Où fait-il bon même au cœur de l’orage
Où fait-il clair même au cœur de la nuit
L’air est alcool et le malheur courage
Carreaux cassés l’espoir encore y luit
Et les chansons montent des murs détruits¹

Et j’adresse un :

Merci à Hervé Martin d’avoir transmis ce patrimoine à la ville d’Achères

Merci à Gérard Noiret qui fait si bien vivre l’écriture en les murs de notre bibliothèque

Merci à Frédéric Cubas-Glaser d’avoir prêté ses œuvres pour illustrer ce 1er numéro

Merci à Patrick Souchon d’avoir accepté d’être notre premier auteur invité de ce numéro symbolique

Merci aux écrivains en devenir des chantiers d’écriture

Merci à l’équipe de la bibliothèque qui a porté ce projet

Merci à tous ceux qui ont contribué à cette nouvelle version de la revue

 

Merci à vous tous lecteurs, auteurs qui comme nous, participent à l’immortalité de l’écrit

 1 – Paris – Louis Aragon (extrait)

Gérard Noiret, écrivain

Cela fait maintenant 4 ans qu’ont commencé les « chantiers d’écriture ». Il n’a jamais été question d’apprendre à écrire, de compléter par une pédagogie active l’enseignement scolaire. Les mardis à la bibliothèque ont toujours été « autre chose », même si les apports de connaissances en matière d’histoire et de théorie littéraire ont été nombreux. Année après année, les participants ont fait des expériences de langage. Ils ont appris à laisser sortir d’eux des manières de se servir des mots qu’ils n’imaginaient pas. Ils ont peu à peu approché la forme d’écriture qui correspondait le mieux à ce qu’ils sont. Ils se sont mis à oser leur parole en public. Ils ont été amenés à s’assumer dans un domaine qui les attirait autant qu’il leur faisait peur.

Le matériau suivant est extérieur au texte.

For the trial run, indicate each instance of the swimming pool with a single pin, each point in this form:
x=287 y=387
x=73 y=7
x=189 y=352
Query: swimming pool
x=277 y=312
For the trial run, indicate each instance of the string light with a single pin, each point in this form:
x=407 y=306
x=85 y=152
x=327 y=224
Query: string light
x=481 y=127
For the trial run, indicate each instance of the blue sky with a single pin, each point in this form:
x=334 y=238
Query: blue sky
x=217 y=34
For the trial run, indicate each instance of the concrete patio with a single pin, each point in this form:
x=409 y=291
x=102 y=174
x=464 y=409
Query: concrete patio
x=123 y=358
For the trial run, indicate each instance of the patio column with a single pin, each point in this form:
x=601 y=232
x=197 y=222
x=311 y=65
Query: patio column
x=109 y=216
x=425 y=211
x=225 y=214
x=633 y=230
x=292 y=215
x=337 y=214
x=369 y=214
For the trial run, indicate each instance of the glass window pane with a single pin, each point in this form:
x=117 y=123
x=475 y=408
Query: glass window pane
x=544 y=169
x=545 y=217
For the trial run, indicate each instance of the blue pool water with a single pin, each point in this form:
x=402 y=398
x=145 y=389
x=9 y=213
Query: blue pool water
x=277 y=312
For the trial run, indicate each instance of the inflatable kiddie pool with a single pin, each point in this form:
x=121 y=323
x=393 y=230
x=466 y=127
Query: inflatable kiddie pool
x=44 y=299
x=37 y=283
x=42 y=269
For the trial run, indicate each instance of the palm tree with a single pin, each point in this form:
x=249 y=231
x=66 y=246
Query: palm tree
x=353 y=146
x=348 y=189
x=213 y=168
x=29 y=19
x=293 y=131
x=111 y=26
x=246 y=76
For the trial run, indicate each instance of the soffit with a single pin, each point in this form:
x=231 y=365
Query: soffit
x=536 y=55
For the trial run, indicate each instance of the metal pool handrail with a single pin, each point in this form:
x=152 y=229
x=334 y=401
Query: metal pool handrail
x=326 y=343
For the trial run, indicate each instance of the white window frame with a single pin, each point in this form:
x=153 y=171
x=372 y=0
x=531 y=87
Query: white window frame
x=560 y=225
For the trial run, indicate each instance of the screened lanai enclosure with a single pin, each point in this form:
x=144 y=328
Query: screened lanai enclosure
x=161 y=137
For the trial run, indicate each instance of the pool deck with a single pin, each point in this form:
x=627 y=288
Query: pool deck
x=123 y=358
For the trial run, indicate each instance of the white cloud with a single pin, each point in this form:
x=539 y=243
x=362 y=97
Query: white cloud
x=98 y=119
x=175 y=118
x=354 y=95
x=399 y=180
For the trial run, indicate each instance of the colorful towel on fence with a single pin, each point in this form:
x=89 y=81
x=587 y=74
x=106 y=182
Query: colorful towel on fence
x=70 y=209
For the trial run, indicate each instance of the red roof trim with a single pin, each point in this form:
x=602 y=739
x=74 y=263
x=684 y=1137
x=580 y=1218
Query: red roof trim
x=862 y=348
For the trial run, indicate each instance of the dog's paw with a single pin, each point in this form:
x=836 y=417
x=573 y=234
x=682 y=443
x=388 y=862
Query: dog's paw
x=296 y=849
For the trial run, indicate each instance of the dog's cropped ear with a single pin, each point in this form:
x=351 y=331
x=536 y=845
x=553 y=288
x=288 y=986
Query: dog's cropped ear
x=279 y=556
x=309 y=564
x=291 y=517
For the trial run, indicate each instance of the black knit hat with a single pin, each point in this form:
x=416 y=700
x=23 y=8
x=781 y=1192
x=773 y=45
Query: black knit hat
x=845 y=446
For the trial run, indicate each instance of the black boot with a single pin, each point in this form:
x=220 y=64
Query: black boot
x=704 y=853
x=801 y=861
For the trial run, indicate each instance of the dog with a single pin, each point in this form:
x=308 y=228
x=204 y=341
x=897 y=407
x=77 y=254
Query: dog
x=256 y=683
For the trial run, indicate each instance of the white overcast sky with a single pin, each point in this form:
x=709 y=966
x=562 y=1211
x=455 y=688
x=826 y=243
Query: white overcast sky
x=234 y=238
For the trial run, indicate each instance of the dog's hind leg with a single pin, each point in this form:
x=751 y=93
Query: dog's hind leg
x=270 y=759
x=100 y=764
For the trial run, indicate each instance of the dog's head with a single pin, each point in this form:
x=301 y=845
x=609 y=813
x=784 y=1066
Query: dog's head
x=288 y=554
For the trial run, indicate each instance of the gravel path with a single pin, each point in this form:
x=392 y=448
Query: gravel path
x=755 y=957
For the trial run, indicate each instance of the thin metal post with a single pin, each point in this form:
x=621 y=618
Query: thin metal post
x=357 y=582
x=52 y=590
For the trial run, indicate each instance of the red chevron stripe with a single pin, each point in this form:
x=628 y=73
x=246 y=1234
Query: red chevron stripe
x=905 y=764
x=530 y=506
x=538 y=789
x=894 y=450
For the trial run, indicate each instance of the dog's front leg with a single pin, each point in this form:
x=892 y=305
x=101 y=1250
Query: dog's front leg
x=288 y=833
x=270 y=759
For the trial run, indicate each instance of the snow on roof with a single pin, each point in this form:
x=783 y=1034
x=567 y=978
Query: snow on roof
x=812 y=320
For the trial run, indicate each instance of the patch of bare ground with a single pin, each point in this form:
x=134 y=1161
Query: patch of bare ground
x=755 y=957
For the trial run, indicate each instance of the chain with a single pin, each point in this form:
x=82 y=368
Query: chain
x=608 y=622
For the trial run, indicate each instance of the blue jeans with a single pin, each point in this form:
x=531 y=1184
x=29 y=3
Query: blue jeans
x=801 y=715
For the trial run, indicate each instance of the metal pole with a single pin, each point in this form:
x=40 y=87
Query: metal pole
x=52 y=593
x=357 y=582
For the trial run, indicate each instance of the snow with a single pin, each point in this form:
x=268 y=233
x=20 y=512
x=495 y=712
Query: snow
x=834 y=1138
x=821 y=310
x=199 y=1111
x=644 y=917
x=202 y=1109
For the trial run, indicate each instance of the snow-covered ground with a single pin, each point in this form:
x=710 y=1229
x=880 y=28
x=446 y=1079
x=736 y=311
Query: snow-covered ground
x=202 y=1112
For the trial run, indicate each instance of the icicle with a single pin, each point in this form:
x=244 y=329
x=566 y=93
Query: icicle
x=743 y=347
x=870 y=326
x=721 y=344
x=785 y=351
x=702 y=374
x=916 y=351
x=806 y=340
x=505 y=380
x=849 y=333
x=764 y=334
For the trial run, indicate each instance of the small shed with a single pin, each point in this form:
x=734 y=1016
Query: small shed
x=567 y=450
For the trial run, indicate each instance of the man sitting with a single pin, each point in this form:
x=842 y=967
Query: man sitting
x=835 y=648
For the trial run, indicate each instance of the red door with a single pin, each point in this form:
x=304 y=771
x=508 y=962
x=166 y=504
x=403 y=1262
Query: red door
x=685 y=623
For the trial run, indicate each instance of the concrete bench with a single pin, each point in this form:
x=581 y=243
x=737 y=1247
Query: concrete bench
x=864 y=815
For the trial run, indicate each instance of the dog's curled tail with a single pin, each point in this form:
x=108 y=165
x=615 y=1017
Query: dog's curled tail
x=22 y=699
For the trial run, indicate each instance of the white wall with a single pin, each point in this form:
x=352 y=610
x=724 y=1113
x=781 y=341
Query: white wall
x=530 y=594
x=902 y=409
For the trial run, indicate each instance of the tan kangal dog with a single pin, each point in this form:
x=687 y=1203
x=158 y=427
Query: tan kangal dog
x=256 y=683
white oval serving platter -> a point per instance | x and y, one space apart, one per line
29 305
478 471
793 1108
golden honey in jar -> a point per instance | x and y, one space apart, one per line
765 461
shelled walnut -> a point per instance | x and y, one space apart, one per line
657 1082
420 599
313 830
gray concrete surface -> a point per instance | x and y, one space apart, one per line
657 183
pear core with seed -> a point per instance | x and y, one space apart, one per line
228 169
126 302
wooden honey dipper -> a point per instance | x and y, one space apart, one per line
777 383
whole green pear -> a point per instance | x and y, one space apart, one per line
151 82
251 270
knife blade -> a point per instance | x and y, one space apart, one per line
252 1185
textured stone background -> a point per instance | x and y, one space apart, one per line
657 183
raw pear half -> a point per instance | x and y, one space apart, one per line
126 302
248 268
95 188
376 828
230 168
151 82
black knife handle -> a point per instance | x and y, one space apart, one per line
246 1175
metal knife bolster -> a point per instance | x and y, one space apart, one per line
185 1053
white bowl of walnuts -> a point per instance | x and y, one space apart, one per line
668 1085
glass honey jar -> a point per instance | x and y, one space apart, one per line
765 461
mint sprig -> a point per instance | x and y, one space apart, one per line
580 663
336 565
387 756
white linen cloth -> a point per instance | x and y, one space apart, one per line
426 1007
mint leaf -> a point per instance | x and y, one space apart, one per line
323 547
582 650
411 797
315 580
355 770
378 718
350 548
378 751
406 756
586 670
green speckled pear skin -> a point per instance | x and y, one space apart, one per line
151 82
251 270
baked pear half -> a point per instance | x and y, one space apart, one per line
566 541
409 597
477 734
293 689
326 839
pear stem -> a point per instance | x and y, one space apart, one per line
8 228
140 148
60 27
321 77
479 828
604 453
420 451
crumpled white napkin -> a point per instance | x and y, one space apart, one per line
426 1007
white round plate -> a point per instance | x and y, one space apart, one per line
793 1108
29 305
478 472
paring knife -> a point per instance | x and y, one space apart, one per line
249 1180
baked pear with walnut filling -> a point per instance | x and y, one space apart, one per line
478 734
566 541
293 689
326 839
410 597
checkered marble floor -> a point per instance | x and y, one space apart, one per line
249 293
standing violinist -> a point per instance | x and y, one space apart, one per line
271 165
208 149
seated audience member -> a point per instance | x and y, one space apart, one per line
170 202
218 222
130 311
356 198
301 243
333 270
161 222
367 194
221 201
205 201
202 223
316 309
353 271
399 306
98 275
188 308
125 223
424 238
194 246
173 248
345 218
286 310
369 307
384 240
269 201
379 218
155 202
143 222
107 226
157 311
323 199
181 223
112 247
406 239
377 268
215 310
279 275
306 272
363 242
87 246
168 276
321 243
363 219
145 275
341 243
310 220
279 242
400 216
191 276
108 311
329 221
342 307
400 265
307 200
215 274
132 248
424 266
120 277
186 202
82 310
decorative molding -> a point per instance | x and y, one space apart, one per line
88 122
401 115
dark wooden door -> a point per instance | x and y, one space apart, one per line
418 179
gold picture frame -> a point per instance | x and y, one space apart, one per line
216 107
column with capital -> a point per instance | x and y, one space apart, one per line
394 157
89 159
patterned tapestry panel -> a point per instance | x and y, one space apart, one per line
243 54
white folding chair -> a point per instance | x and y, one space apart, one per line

     Après un long cheminement enrichi par des inclusions du côté du théâtre et de la philosophie, il m’a semblé nécessaire d’introduire quelque chose qui, à l’évidence, devenait de plus en plus essentiel au fil du temps : la prise de risque intellectuelle. En d’autres termes, la possibilité pour chacun de montrer ce qu’il juge digne d’intérêt dans ce qu’il écrit mais aussi dans ce qui s’écrit aujourd’hui en France.

En novembre 2014, lorsque Hervé Martin m’a parlé de son souhait d’arrêter la revue qu’il dirigeait depuis quelques années, j’ai très vite vu le parti qu’on pouvait tirer de cette mauvaise nouvelle. Je lui ai proposé de prendre sa suite en recrutant parmi les membres du chantier un comité de rédaction. Issu du monde des ateliers d’écriture, ayant un jour décidé de se lancer, il a immédiatement accepté. Grâce à l’appui de la Municipalité, le travail de préparation a débuté dès le mois d’avril 2015. Après une phase d’information aux lecteurs et aux collaborateurs d‘incertain regard, en une dizaine de séances ayant pour objectif de sélectionner des textes, de composer un dossier, de distinguer un plasticien, d’intégrer les données techniques, l’aventure s’est précisée.

     Alors que sort le premier numéro de ce qui a été une activité hautement formatrice, on peut dire que son sommaire, ouvert à tous mais soumis à des exigences particulières, sera complété en 2016 par la création d’un second lieu à caractère littéraire, un blog réservé aux Achérois. Sous la responsabilité des bibliothécaires, leurs avis sur les livres en rayonnage, leurs poèmes, leurs nouvelles et pourquoi pas leurs photos, pourront y trouver une attention et une place. Cela en parfaite cohérence avec les venues d’auteurs, le concours de nouvelles, les chantiers d’écriture, les soirées de philosophie et les expositions qui forment, à leur manière, un véritable rempart contre la barbarie.